Artikel-Schlagworte: „Metallrollatoren“

Rollator, auch Gehwagen bezeichnet, ist die Bezeichnung für eine fahrbare Gehhilfe, die Anfang der 80er Jahre in Schweden erfunden wurde und seit Anfang der 90er Jahre auch in Deutschland vertrieben wird..

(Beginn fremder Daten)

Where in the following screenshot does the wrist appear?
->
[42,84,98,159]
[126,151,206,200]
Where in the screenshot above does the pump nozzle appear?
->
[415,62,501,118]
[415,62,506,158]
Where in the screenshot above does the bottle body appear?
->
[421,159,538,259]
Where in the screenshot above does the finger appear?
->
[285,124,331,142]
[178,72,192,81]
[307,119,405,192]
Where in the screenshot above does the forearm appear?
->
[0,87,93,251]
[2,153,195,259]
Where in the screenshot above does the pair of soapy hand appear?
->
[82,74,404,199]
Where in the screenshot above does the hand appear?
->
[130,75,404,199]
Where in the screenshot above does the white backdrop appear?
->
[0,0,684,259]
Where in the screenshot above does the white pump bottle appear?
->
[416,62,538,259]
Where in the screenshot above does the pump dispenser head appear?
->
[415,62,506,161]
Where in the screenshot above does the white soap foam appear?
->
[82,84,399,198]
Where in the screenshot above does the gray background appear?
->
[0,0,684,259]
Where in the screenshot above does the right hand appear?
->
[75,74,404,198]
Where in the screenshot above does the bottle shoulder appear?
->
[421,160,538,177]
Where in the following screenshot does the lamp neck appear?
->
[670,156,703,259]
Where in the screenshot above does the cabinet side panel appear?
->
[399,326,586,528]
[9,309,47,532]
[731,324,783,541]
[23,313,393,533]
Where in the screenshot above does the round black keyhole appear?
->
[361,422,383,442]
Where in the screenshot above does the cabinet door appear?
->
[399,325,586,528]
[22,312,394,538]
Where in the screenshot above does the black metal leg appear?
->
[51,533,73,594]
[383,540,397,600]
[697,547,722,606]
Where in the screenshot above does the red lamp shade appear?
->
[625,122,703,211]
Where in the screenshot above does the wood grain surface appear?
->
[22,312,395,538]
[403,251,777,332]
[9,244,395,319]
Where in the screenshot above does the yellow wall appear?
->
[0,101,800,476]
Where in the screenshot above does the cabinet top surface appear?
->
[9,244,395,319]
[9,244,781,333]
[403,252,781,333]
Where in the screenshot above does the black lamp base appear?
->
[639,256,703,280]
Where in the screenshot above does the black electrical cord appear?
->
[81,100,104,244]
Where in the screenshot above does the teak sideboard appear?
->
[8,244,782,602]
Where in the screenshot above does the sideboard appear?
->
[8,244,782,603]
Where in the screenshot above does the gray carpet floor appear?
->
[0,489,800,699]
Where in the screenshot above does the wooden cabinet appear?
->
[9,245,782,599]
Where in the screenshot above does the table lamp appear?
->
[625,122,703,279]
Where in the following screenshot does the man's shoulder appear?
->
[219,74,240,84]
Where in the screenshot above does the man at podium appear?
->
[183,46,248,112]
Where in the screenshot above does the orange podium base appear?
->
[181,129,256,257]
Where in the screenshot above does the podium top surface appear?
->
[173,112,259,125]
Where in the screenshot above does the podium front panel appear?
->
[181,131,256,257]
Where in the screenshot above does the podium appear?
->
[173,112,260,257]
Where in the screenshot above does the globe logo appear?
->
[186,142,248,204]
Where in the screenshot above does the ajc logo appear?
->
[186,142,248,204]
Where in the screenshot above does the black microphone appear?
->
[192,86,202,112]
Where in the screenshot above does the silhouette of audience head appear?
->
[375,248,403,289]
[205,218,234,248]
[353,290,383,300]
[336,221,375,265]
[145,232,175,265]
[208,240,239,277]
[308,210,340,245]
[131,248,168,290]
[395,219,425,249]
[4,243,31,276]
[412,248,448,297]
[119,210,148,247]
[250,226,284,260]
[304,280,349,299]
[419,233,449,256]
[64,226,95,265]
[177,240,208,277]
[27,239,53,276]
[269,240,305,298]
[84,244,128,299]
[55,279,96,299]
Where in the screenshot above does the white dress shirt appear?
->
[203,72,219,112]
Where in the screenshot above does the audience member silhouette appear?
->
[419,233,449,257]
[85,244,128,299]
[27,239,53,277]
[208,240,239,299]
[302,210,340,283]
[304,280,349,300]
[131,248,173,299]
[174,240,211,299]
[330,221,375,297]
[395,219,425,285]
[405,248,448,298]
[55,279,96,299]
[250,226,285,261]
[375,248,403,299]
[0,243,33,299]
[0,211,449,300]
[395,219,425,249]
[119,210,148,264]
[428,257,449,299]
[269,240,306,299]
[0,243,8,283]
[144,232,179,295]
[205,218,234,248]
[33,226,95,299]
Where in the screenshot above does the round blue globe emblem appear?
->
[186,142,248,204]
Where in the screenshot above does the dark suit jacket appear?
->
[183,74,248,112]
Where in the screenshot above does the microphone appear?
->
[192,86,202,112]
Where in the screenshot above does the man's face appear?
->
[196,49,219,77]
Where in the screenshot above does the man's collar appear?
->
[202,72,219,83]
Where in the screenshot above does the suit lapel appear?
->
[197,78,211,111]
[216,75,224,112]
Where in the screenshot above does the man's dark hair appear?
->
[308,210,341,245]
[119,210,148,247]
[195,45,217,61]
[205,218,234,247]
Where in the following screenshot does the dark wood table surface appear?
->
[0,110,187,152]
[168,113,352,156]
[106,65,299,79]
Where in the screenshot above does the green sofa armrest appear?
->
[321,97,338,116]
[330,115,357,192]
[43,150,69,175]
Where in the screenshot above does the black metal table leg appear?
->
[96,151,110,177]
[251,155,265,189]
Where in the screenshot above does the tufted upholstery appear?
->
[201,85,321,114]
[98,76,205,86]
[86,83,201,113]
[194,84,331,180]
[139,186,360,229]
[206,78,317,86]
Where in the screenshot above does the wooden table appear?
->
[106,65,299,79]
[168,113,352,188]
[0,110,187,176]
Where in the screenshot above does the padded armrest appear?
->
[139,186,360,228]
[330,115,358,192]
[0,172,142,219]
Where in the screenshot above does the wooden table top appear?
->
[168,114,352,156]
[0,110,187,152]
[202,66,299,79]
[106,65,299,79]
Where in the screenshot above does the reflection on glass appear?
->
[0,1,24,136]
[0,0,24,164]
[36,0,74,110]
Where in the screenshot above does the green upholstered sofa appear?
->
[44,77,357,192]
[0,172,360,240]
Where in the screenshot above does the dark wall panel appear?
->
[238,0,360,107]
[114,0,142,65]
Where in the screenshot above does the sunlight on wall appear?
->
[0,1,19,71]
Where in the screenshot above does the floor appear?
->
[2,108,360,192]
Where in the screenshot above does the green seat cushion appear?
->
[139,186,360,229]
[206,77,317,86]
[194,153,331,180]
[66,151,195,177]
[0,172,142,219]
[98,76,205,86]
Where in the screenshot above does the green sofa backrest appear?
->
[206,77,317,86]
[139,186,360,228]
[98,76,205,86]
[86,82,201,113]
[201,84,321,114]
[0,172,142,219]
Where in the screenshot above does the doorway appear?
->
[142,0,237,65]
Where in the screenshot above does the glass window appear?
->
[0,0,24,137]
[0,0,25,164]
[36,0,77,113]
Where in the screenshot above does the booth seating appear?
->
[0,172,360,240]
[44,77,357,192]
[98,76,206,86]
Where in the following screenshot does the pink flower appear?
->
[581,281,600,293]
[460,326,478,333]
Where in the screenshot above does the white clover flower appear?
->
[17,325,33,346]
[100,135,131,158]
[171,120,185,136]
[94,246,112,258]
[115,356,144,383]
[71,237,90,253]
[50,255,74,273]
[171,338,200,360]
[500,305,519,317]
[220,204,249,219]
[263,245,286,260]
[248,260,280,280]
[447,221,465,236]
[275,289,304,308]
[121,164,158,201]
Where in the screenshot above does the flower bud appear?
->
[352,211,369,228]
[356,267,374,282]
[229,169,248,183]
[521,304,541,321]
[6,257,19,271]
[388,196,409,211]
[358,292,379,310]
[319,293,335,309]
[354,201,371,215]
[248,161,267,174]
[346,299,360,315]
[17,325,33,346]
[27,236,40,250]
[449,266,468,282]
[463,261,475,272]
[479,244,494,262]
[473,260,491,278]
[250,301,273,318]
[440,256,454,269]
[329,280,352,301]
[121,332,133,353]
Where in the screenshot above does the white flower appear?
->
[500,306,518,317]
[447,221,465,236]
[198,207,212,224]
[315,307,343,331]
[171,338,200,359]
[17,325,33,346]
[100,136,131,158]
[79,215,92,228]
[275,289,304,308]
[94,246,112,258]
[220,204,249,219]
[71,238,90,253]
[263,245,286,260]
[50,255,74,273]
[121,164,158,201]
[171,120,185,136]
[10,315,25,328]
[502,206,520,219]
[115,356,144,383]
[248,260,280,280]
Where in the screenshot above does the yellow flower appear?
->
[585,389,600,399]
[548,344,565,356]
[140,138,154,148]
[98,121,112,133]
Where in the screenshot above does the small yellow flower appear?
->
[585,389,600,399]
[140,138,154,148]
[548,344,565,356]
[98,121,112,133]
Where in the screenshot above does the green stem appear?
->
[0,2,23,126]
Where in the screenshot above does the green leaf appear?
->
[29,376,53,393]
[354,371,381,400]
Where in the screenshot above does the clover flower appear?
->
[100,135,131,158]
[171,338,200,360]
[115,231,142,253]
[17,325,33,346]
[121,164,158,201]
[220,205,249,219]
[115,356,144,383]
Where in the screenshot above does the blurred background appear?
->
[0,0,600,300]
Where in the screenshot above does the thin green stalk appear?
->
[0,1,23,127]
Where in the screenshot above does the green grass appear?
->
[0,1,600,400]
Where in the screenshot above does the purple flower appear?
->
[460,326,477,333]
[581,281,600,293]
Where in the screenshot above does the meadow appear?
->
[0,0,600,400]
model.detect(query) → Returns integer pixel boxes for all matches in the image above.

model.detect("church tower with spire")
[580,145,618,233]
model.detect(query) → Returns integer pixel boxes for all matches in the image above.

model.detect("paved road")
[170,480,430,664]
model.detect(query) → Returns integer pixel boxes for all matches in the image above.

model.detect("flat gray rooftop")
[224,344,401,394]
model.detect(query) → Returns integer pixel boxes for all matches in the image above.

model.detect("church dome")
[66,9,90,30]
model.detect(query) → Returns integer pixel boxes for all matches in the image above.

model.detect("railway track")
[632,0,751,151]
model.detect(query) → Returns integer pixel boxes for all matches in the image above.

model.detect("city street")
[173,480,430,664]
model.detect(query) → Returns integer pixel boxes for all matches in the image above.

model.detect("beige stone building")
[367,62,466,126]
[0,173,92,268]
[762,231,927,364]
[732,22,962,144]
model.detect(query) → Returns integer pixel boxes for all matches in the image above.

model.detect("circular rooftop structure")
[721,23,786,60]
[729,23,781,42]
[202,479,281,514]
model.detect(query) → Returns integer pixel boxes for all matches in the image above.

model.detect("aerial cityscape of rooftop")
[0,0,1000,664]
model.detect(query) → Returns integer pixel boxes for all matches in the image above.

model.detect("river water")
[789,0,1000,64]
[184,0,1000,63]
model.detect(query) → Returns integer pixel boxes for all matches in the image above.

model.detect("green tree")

Aufbau + Funktion eines Rollator

Der Rollator hilft gehbehinderten sowie körperlich schwachen Personen als alltägliche Stütze beim Gehen und kann mit weiterem Zubehör wie,

• Transportkörben

• Regenschirm

• oder Klemme für einen Gehstock

• Sitzflächen

• Tabletts

• Getränkehalter

ausgestattet werden. Um eine größtmögliche Sicherheit zu gewähren, sollten Rollatoren mit feststellbaren Bremsen ausgestattet sein.

Der Rollator wird in zwei verschiedenen Varianten hergestellt:

1. der „Klassiker“: wird aus Metallrohren gefertigt, mit Autolack überzogen und ist universell einsetzbar,

2. und dem Rollator aus Holz: die hauptsächlich für die Nutzung in Innenräumen gedacht sind.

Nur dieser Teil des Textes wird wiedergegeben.